Definition
A series of aeronautical charts published at a scale of 1:1,000,000, designed for navigation by moderate-speed aircraft and aircraft operating at higher altitudes. WACs cover land areas at a standard size and scale for navigation, showing cities and towns, principal roads, railroads, distinctive landmarks, drainage, and relief, along with visual and radio aids to navigation, airports, airways, restricted areas, obstructions, and other aeronautical information.
Plain English
A medium-detail aviation map that covers a large area on a single sheet.

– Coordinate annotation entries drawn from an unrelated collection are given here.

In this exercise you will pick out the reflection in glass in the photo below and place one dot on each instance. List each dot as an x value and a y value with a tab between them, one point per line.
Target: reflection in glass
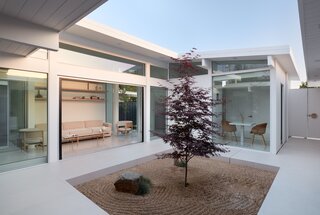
23	118
245	107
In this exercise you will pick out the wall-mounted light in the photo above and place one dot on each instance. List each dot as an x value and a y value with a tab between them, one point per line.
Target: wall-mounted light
224	83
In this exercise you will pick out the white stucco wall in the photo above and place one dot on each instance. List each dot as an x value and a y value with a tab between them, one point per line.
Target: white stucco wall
278	76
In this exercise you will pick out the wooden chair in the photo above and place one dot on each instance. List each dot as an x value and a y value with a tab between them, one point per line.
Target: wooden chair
259	129
124	127
226	127
31	136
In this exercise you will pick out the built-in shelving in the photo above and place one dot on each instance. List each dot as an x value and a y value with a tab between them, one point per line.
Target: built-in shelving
83	100
84	91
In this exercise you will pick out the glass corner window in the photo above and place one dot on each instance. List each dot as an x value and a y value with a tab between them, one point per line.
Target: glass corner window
23	118
244	113
158	72
230	66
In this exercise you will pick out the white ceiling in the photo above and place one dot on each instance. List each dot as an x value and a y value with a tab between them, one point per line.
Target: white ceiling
309	11
108	36
53	14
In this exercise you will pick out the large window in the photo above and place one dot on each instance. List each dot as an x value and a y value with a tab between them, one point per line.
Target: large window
97	116
157	109
88	58
244	108
229	66
23	118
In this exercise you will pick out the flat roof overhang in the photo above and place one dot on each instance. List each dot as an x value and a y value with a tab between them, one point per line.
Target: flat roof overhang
29	25
283	55
93	31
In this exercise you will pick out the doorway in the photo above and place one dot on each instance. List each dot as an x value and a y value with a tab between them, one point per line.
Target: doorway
304	112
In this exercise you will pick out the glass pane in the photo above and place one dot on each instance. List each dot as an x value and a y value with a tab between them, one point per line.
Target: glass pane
229	66
158	72
23	118
98	116
245	108
173	70
88	58
157	108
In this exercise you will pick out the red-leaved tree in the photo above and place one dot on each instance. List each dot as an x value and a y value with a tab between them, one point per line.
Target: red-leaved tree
189	110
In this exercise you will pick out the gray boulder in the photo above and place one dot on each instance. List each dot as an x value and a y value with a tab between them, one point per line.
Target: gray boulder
128	182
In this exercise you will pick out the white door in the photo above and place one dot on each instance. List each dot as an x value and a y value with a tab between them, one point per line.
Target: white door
313	113
298	111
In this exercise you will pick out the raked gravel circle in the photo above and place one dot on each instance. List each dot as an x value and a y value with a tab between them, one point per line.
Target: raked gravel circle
215	187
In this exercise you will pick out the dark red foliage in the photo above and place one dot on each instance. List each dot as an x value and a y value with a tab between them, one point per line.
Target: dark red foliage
190	115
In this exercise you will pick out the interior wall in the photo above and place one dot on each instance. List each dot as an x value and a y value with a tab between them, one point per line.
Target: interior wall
81	111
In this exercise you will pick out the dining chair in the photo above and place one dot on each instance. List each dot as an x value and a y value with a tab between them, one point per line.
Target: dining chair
226	127
259	129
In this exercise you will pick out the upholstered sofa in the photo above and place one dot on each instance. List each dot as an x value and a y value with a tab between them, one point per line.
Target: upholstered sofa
86	129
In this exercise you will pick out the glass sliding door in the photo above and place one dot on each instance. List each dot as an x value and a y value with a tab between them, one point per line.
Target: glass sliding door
96	116
23	118
157	107
245	109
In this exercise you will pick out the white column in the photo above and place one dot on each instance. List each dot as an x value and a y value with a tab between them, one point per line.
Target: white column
115	105
53	109
147	106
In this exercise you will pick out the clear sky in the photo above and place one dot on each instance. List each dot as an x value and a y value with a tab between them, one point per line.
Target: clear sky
207	24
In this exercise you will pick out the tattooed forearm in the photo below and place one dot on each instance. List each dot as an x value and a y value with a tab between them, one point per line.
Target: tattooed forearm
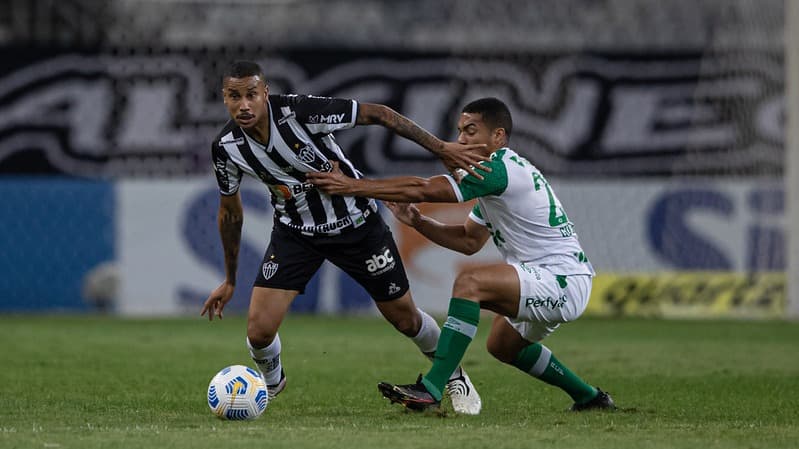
410	130
230	224
370	114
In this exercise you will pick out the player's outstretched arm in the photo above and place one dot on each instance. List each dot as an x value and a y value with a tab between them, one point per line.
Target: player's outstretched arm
230	220
454	155
467	238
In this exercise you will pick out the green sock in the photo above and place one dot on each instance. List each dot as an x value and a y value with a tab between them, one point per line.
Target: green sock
537	360
456	334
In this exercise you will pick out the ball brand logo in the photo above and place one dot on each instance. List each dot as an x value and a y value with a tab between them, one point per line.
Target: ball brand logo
380	263
269	269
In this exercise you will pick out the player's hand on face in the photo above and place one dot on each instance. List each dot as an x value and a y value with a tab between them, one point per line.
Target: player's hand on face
406	213
217	300
456	155
334	182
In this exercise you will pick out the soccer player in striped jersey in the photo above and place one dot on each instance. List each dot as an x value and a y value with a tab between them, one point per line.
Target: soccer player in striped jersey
279	140
544	281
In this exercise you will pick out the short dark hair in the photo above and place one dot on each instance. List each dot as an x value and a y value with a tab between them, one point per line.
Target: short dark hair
495	113
243	69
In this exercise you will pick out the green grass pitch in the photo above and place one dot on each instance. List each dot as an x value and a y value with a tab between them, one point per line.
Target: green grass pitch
93	382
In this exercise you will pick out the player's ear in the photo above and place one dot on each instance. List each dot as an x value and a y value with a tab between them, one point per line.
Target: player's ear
499	137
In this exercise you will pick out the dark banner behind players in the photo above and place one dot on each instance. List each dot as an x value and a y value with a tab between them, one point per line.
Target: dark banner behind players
143	113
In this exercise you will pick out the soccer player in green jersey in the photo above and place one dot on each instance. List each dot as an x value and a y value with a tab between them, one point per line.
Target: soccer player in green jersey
545	279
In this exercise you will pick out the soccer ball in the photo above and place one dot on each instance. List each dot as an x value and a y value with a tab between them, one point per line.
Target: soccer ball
237	392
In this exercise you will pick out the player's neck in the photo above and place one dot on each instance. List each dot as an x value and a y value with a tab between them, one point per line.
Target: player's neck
260	132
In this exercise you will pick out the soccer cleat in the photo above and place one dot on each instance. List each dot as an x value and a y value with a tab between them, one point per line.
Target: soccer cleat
274	390
602	401
463	395
413	396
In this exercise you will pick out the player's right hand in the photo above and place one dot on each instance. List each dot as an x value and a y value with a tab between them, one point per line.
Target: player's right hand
217	300
406	213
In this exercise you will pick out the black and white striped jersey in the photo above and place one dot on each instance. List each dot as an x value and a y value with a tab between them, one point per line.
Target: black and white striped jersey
300	140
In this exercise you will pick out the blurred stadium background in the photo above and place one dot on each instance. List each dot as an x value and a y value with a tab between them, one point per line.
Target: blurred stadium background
663	126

Because each chart shows so much ground, the detail is less fine than on a sectional chart, which makes WACs better suited to faster aircraft that cover more ground per minute.
Context Anchor
Seen when selecting charts for cross-country planning or when reading about types of FAA aeronautical charts.
Derivation
The name describes its purpose: a single chart series designed to cover the world for aeronautical (flight) use, at a consistent scale.
Why Pilots Care
It lets pilots see the entire route, pick checkpoints, and avoid restricted airspace on longer visual flights.
Analogy
A WAC is like zooming out on a map app. You can see more of the trip at once, but you lose some street-level detail.
Intuition Check
Do not read WAC as just any aviation chart. In this context, it means a specific FAA chart type with a 1:1,000,000 scale.
Example Sentence 1
For the long cross-country in a fast aircraft, the pilot used a WAC because a single chart covered the entire route.
Example Sentence 2
While en route, she cross-checked her position against features shown on the WAC.